Lab Notes Gems & Gemology, Winter 2020, Vol. 56, No. 4

Artificial Glass Imitating a Paraíba Tourmaline

Two glass prisms imitate Paraíba tourmaline crystals.
Figure 1. These two pieces of glass with copper inclusions, weighing 1.91 and 1.92 ct, appear to have been manufactured to imitate natural copper-bearing Paraíba tourmaline crystals. Photo by Diego Sanchez.

Recently the Carlsbad laboratory examined two transparent bluish green prisms for identification service (figure 1). The submitted prisms weighed 1.91 ct and 1.92 ct and contained eye-visible clusters of reflective brownish metallic crystal inclusions along with small cavities and minor abrasions. At first glance, these stones resembled either Paraíba tourmaline with copper inclusions or possibly emerald with pyrite inclusions.

Standard gemological testing revealed a single refractive index of 1.50 and a hydrostatic specific gravity of 2.43. Both stones fluoresced weak green to long-wave UV light and weak to medium green to short-wave UV light. Although the six-sided, trigonal prisms had well-formed “crystal-like” shapes resembling tourmaline, the refractive index ruled out that material.

Microscopic examination with fiber-optic lighting showed trapped gas bubbles, flow structure, and a distinct boundary where two types of glasses, with and without metallic inclusions, were fused together. Areas of encapsulated glass exhibited a light yellow bodycolor and contained geometric metallic crystals and gas bubbles (figure 2). Due to the mixture of the fused glasses, it was obvious that the prisms were manmade.

Light yellow goldstone glass containing copper crystals and gas bubbles.
Figure 2. Areas of encapsulated goldstone glass exhibited a light yellow bodycolor and contained geometric copper crystals and gas bubbles. Photomicrograph by Nathan Renfro; field of view 3.52 mm.

Infrared spectroscopy confirmed our identification of manmade glass. The FTIR spectrum for manmade glass is very different than that of tourmaline (see figure 3). Further testing with EDXRF showed the presence of Cu, consistent with the copper color of the minute metallic crystal inclusions.

Spectra comparison of the glass imitation with natural tourmaline.
Figure 3. The FTIR spectrum of one of the glass imitations of tourmaline (red trace) was consistent with manmade glass, while the FTIR spectrum for tourmaline (blue trace) is distinctly different.

The rough “crystal-like” shape and fusion of two glass types, one with metallic inclusions and one without, present a more complicated type of manmade glass product.

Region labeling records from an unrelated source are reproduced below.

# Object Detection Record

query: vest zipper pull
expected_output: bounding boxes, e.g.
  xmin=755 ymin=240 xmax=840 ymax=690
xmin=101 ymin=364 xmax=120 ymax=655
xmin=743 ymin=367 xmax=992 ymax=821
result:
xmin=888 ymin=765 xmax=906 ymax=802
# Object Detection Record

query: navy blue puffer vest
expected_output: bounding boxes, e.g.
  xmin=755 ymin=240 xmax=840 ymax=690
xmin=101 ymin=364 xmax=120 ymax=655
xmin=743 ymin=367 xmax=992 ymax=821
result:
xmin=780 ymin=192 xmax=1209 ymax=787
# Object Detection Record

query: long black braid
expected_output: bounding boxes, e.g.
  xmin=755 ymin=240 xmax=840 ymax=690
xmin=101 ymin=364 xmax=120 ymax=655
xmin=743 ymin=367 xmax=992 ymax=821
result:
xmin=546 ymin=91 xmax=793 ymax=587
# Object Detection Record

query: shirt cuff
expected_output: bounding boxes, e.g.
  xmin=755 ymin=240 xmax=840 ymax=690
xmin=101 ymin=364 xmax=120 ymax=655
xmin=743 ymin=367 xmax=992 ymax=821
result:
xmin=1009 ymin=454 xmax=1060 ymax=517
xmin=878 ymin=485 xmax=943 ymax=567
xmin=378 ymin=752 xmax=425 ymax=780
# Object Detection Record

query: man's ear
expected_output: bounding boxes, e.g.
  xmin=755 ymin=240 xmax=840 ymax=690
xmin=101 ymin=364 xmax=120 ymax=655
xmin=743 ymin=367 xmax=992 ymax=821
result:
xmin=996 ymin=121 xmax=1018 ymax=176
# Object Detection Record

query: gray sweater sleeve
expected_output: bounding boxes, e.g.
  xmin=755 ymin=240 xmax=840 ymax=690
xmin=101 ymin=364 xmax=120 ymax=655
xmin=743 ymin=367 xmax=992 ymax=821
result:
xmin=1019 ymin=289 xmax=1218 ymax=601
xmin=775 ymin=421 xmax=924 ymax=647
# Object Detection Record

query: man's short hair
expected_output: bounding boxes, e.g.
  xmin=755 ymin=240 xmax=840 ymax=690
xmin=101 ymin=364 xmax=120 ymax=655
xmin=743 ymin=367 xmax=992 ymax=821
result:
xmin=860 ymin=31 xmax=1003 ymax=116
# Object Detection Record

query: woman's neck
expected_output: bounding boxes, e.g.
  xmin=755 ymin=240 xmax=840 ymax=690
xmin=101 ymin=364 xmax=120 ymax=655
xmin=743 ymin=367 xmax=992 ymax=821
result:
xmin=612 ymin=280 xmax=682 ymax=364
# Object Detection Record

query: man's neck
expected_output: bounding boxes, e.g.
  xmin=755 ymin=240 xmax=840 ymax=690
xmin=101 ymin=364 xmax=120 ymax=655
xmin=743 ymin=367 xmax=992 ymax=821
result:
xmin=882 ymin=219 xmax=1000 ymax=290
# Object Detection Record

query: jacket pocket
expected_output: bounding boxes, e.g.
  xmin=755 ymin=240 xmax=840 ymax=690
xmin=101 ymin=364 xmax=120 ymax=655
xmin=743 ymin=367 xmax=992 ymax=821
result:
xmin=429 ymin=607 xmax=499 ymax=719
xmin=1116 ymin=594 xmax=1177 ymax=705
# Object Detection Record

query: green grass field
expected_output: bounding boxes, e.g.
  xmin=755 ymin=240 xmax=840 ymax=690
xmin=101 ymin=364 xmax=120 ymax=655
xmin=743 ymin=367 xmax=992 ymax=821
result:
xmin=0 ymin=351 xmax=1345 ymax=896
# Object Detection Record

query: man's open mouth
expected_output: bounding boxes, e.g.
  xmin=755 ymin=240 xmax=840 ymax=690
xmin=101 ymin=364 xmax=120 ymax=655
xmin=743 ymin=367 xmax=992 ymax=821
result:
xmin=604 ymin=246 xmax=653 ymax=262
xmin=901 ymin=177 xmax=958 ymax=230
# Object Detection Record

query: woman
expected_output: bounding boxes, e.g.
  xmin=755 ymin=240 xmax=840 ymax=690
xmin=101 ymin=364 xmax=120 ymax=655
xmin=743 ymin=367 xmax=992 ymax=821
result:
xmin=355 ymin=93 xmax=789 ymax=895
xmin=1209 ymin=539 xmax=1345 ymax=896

This sort of glass imitation using copper platelets to simulate a natural stone has been documented (see E.J. Gübelin and J.I. Koivula, Photoatlas of Inclusions in Gemstones, Vol. 1, 2005, Opinio Publishers, Basel, Switzerland, p. 433). The polish lines seen on the surfaces of both glasses clearly indicate that these were faceted to resemble a natural rough stone, and the trigonal outline and elongate shape suggest the goal was to imitate tourmaline, which has a similar appearance. The copper inclusions and neon bluish green color would further indicate that the manufacturer intended to imitate Paraíba-type tourmaline.

During this same time these glass imitations were examined, a natural copper-bearing tourmaline (figure 4) from Brazil was also submitted for a colored stone identification and origin service. This stone was notable because it had rare natural dendritic copper inclusions (figure 5) that the submitted glass imitation attempted to mimic.

A natural copper-bearing tourmaline from Brazil.
Figure 4. Paraíba tourmaline with copper inclusions. Photo by Diego Sanchez.
Rare natural dendritic copper inclusions in Paraíba tourmaline.
Figure 5. Native copper inclusions in natural Paraíba tourmaline. Photomicrograph by Nathan Renfro; field of view 2.82 mm.

It is unusual to see manmade glass cut to imitate a natural rough crystal with eye-visible inclusions. Paraíba tourmaline is one of the most expensive varieties of tourmaline and well sought after since its discovery in the 1980s. These pieces of manmade glass were certainly interesting from a gemological perspective to demonstrate the variety of creative ways imitation gems are produced.

Amy Cooper and Heidi Breitzmann are senior staff gemologists, and Jamie Price is a staff gemologist, at GIA in Carlsbad, California.